More than 30 years ago, the Bay of Pigs Veterans Association raised $86,000 to open a museum commemorating their failed, CIA-backed invasion of Cuba. Since then, the renovated house in Little Havana has hosted celebrities and presidents all the way up to Donald Trump, who stopped by the Brigade 2506 Museum and Library before the 2016 election and (in stumbling Spanish) thanked the vets for their endorsement.

But in recent years, association members sparred over whether to move the famed museum to a new building in Hialeah Gardens, which would be maintained by the city and funded in part by a state grant. The dispute was apparently never resolved. Instead, Little Havana has the Brigade 2506 Museum and Library, and Hialeah Gardens has the Assault Brigade 2506 Museum.

Now the battle of the Bay of Pigs museums is heading to court. The Bay of Pigs Veterans Association last week filed a federal lawsuit against Hialeah Gardens. The association claims the city ripped off its trademarked name — "Brigade 2506" — and seal. The complaint accuses the municipality of trying to mislead the public and capitalize on the "Brigade 2506" name.

"There's only one Brigade 2506 Museum," says attorney Leon Hirzel, who represents the veterans association. "And it's in Little Havana, and it's been there over 30 years."

Attorneys for Hialeah Gardens have not yet formally responded to the lawsuit, and city officials didn't immediately return New Times' call seeking comment. The museum, which houses one of the B-26 bombers used during training of the Cuban exiles, was scheduled to open this summer at 13501 NW 107th Ave., next to a new community garden.

The dispute over its location traces back at least four years. The now-elderly members of the brigade disagreed over how to preserve the museum so that it would continue after their deaths. Some leaders said the move to Hialeah Gardens would solve the problem, but other members wanted to protect the facility that has housed the museum in Little Havana, the spiritual center of the exile community, for more than three decades.

In 2014, author and Bay of Pigs veteran Frank de Varona led an effort to declare the Little Havana home a historic monument. He and other members worried the move to Hialeah Gardens would mean the original location would ultimately close or be sold, according to the Miami Herald, and thought the designation would open up ways to preserve the building.

The group members didn't object to the new location, but they worried it would not be as popular as the original and would be subject to the whims of Hialeah Gardens council members.

In the end, de Varona withdrew the application he had submitted to Miami's historic preservation office.

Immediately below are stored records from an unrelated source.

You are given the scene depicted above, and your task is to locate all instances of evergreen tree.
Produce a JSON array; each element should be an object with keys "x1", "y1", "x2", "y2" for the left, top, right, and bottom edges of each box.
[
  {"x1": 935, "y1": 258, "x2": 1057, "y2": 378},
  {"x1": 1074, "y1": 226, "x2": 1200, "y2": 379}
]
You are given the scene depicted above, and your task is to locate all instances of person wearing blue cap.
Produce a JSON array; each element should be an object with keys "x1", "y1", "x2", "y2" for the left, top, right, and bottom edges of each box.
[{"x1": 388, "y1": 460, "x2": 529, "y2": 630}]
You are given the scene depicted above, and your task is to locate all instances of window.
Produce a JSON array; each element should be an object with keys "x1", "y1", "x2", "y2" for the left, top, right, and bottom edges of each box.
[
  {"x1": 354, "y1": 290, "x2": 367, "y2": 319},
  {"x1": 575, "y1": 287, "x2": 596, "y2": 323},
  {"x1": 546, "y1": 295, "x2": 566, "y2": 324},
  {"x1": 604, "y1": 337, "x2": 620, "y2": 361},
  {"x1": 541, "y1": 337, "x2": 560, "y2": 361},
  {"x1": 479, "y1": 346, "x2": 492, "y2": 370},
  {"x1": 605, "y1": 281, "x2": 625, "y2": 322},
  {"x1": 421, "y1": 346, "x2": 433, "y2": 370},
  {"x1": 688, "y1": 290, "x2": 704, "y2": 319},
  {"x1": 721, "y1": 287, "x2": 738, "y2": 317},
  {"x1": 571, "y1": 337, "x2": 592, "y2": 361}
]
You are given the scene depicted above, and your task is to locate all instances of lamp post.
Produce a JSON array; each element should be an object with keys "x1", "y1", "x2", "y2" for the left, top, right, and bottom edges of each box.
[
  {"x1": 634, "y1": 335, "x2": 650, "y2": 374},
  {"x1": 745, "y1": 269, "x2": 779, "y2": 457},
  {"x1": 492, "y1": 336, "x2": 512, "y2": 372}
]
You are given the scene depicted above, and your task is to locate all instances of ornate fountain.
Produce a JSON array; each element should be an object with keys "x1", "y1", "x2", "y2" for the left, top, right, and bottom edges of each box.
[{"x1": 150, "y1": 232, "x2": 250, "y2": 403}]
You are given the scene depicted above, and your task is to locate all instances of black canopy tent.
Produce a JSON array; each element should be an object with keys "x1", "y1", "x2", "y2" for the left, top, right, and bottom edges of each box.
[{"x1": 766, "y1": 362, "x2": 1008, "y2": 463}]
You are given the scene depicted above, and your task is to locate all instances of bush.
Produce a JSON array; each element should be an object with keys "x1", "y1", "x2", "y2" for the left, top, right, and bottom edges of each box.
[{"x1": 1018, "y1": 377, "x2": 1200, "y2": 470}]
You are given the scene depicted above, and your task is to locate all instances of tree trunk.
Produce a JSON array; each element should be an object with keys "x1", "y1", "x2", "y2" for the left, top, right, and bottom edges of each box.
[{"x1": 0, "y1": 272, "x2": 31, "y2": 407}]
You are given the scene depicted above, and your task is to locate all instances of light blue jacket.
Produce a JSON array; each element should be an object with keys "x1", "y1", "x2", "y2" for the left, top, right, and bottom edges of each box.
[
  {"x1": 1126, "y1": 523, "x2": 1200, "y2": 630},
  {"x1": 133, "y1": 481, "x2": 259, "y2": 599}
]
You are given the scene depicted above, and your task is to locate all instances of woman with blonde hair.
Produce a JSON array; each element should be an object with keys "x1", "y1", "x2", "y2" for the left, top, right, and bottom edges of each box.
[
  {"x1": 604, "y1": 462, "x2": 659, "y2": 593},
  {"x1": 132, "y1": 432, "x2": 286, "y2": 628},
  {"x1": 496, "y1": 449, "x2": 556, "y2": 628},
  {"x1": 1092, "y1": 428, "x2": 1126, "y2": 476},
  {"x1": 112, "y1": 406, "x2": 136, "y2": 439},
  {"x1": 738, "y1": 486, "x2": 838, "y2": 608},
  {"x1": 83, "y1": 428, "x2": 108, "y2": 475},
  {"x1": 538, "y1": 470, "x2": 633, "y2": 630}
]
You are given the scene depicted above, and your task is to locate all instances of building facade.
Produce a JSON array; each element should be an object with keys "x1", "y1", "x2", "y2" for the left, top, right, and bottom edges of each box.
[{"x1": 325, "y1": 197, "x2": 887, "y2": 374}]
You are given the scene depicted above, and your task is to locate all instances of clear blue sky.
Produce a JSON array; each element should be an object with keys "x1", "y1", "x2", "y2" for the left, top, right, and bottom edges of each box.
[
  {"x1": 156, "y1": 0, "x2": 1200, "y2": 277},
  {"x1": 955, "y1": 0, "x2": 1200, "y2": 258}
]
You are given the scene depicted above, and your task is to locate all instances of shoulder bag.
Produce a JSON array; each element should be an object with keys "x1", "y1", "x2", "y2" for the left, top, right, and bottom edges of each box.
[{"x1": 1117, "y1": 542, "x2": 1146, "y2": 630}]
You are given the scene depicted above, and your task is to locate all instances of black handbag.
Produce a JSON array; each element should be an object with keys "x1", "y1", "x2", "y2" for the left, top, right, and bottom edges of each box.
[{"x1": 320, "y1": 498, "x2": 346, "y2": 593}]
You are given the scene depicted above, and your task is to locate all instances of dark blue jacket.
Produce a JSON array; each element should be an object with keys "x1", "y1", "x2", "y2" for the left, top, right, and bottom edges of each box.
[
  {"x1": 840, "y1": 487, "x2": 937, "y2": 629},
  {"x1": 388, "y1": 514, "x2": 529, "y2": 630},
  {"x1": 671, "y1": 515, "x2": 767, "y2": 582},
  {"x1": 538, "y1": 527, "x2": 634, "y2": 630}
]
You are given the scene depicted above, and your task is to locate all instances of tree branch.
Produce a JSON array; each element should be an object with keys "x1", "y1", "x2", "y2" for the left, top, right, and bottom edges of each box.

Two hundred association members gathered at the Hialeah Gardens location in 2016 to announce the new museum. But this year, the association's president, Johnny López, told the Herald that the new museum was created by "a small number of members of our association" and that it has "no relation or affiliation with our organization."

Hirzel says the similarly named Hialeah Gardens museum has caused confusion in the public. The issue can be easily resolved, he says, by renaming the new facility: Hialeah Gardens Freedom Fighters Museum or Bay of Pigs Cuban Freedom Fighters Museum, for instance.